US general counsel often see their strategic value under-appeciated by boards because they tend to associate the GC function with governance assurance, litigation and legal oversight, according to research from US legal recruitment firm BarkerGilmore.
The study – The GC-Board Alignment Gap – showed that the top three areas where boards believe GCs are currently delivering most value are board governance and committee support (76%), litigation and dispute strategy (65%) and M&A transactions (47%). By contrast, while GCs recognised board governance and committee support as the top area where value should be delivered (65%), they also selected corporate strategy formulation (63%) and enterprise risk, integrated with business planning (56%) as their top three.
BarkerGilmore says this reveals a “perception gap” between where GCs think their role is delivering value and what boards are actually seeing from their legal departments: only 35% of board respondents selected corporate strategy formulation as an area where GCs are delivering value, while 41% selected enterprise risk combined with business planning.

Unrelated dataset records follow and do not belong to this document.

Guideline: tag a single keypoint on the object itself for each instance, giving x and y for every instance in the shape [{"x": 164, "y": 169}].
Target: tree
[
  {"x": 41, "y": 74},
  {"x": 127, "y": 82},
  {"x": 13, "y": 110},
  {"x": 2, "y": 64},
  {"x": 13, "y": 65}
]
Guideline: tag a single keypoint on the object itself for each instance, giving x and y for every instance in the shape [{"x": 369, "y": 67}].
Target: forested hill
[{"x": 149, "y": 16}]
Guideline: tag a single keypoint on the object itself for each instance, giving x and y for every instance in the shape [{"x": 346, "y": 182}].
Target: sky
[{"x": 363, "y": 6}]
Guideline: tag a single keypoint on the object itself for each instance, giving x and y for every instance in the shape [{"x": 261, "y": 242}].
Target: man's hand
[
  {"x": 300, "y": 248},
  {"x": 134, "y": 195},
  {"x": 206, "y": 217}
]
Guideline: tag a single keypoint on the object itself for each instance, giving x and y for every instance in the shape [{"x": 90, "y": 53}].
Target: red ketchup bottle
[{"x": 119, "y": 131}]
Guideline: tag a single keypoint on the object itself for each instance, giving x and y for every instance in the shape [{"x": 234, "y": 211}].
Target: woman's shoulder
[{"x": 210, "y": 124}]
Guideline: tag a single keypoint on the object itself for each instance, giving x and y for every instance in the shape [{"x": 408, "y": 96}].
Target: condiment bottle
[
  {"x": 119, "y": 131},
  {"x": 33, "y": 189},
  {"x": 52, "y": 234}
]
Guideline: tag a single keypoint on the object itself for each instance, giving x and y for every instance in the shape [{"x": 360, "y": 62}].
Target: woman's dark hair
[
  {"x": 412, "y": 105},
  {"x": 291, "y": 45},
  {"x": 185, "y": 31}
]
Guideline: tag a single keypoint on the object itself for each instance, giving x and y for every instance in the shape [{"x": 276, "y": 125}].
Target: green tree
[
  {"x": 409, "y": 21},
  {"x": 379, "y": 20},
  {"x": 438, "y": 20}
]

BarkerGilmore said: “Strategic general counsel value is often embedded upstream in management deliberations rather than surfaced explicitly at the board table. Boards reasonably assume that strategy presented by the CEO reflects integrated input from the full leadership team, including the general counsel. As a result, strategic legal influence may be under-recognised not because it is absent, but because it is indirect and insufficiently visible within formal boardroom interactions.”
GC time constraints are also impacting their strategic impact, the data suggests. While 47% of boards rank corporate strategy and transactions as an extremely important use of GC time, GCs believe they are not spending enough time on it (20% of their time currently, compared to their ideal goal of 24%). By contrast, GCs think they are spending too much time on legal ops matters (23% currently, which they want to reduce to 19%). BarkerGilmore believes this highlights a capacity issue rather than a priority issue.
In addition, the survey data shows that most GC-board interactions are episodic rather than at regular intervals, with 54% of GCs saying direct meetings with the board only happen occasionally outside of formal sessions.
BarkerGilmore said: “Strategic influence depends less on availability and more on intentional visibility, role clarity and disciplined interaction design.”
The survey was based on 157 responses from GCs and 34 responses from board members across a range of organisations in the US.